Se secó las manos contra los muslos y tragó con fuerza. Todos aguardaron. Por fin comenzó:
– Te extraño muchísimo, Jess, pero después de esto ya no voy a dejar que ese sentimiento me controle la vida. Me quedan muchos años y necesito sentirme feliz para que tu padre y tu hermana puedan también sentirse felices. Y lo que voy a hacer es ir a casa, sacar tu ropa del placard y regalarla a los pobres. Así que me despido, Jess. -Se encaminó hacia su lugar, pero luego se volvió. -Ah, y también voy a perdonarte por no haberte puesto el casco ese día, porque sé que eso ha estado impidiendo que me mejore. -Levantó una mano. -Adiós, Jess.
Maggie sintió el ardor de lágrimas en los ojos y vio borrosamente cómo Claire se sentaba y Diane tomaba su lugar.

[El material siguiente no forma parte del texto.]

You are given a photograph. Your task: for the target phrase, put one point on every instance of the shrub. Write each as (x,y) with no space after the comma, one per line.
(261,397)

– La persona en la silla es mi marido, Tim. -Diane se secó los ojos con un pañuelo de papel. Abrió la boca, la cerró y se tomó la cabeza con una mano. -Es tan difícil -susurró.
– ¿Preferirías esperar? -preguntó el doctor Feldstein.
Ella volvió a secarse los ojos con obstinada determinación.
– No, quiero hacerlo. -Clavó la mirada en la silla, endureció la mandíbula y comenzó:
– He estado realmente furiosa contigo, Tim, por morir. Me refiero a que estuvimos juntos desde la secundaria y en mis planes había otros cincuenta años, ¿sabes? -El pañuelo fue a dar contra sus ojos otra vez. -Bueno, sólo quiero que sepas que ya no estoy enojada, porque quizá tú también planeabas otros cincuenta, así que… ¿qué derecho tengo? Y lo que voy a hacer para mejorarme es ir con los chicos a la cabaña de Whidbey este fin de semana. Han estado pidiéndomelo y yo siempre digo que no, pero ahora iré, porque si yo no me mejoro, ¿cómo mejorarán ellos? Así que adiós, Tim. Suerte, viejito.